To pull off this grand political larceny, the narcissistic right has manufactured a huge lie that has largely been accepted as truth not only by the GOP and tea partiers, but also by the mass media, nearly all of the mainline pundit class, and too many fraidy-cat Democratic leaders, including the one in the oval office. The lie is that extreme budgetary measures (they call them "coura- geous") simply must be imposed now, this instant, in order to slay the looming deficit monster that is gorging itself on government spending at all levels.
"In the name of your grandbabies," they cry, "teachers must be fired, rights smothered, pensions abrogated, Medicare tossed aside, little kids cut off from Head Start, and the bright promise of America's shared prosperity dimmed. We have no choice but to slash and burn."
No choice? One hedge fund hustler pocketed $2.4 million last year. Not for the year--$2.4 million AN HOUR. Yet he and his ilk pay a much lower tax rate than you and I do. In recent years, huge corporations like GE, ExxonMobil, and Bank of America have pocketed billions of dollars in profit, yet paid not a dime in federal income taxes. Indeed, far from paying taxes, these three have even been handed millions of dollars in "refunds" from our public treasury in some of their profitable years.
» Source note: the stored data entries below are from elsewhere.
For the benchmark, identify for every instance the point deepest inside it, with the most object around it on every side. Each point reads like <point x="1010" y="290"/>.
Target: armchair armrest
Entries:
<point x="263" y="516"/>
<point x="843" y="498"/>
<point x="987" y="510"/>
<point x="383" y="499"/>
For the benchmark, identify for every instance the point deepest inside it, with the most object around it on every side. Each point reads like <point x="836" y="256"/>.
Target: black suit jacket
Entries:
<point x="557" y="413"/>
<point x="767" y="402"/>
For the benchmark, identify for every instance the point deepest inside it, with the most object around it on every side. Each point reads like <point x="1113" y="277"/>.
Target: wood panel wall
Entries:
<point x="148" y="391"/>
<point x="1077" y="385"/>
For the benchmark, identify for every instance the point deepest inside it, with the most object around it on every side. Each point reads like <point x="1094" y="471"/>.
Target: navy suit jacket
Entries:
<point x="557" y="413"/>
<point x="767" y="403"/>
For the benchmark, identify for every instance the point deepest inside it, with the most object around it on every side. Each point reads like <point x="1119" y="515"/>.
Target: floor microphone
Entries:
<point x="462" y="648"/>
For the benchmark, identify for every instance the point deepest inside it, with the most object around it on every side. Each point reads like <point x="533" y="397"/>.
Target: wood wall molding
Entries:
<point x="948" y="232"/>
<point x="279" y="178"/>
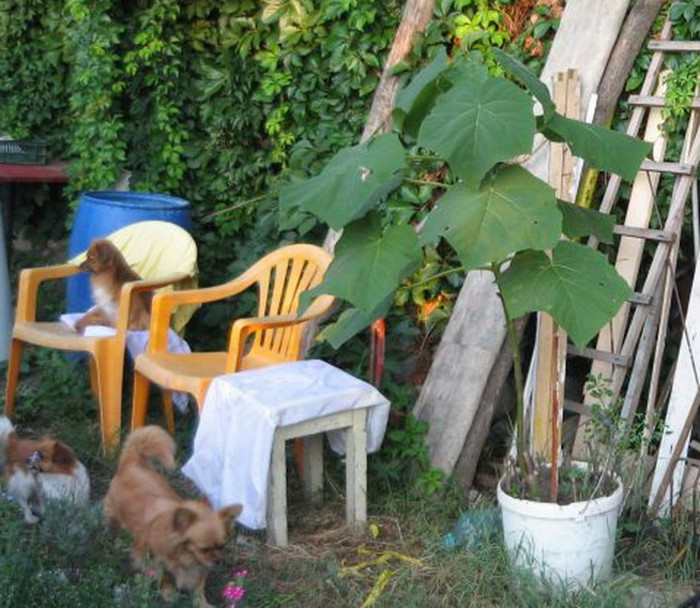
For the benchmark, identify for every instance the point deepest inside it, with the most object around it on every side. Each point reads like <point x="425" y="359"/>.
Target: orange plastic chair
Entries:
<point x="106" y="352"/>
<point x="275" y="336"/>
Sliding through loopholes created by their lobbyists, two-thirds of corporations in the US pay no income taxes to help cover the priceless benefits they get from our national government.
America does not face a deficit crisis--we face a multi-billion dollar annual tax dodge by the most elite of moneyed elites. The money our society needs is right there--in the coffers of flagrantly rich Fortune 500 corporations and Wall Street banks, in the personal accounts of absurdly wealthy CEOs and fast-buck speculators. America is hardly a poor country. It's the richest in the history of the world, and it ought to have the very best public education program in the world, the most advanced infrastructure network, and the finest system of health care for all.
Yet our 'leaders' only talk of what they can't do, of what must be cut, of how the middle class and the poor must sacrifice, of how Americans must adapt to the new normal of diminished expectations and shriveled democratic power. The ugly truth is that these despicable governors and lawmakers are willingly trashing teachers and butchering our public budgets simply to spare the privileged and plutocratic few from paying what they owe to sustain a just, democratic, and truly prosperous society. This is ridiculous. Let's tax the super-rich! We the People must join together, stand up, push back, and shift the focus in this fight from hardworking teachers to these disgusting deadbeats and their political puppets.
*AFC: American Federation for Children; ALEC: American Legislative Exchange Council; IFL: Institute for Liberty; SPN: State Policy Network.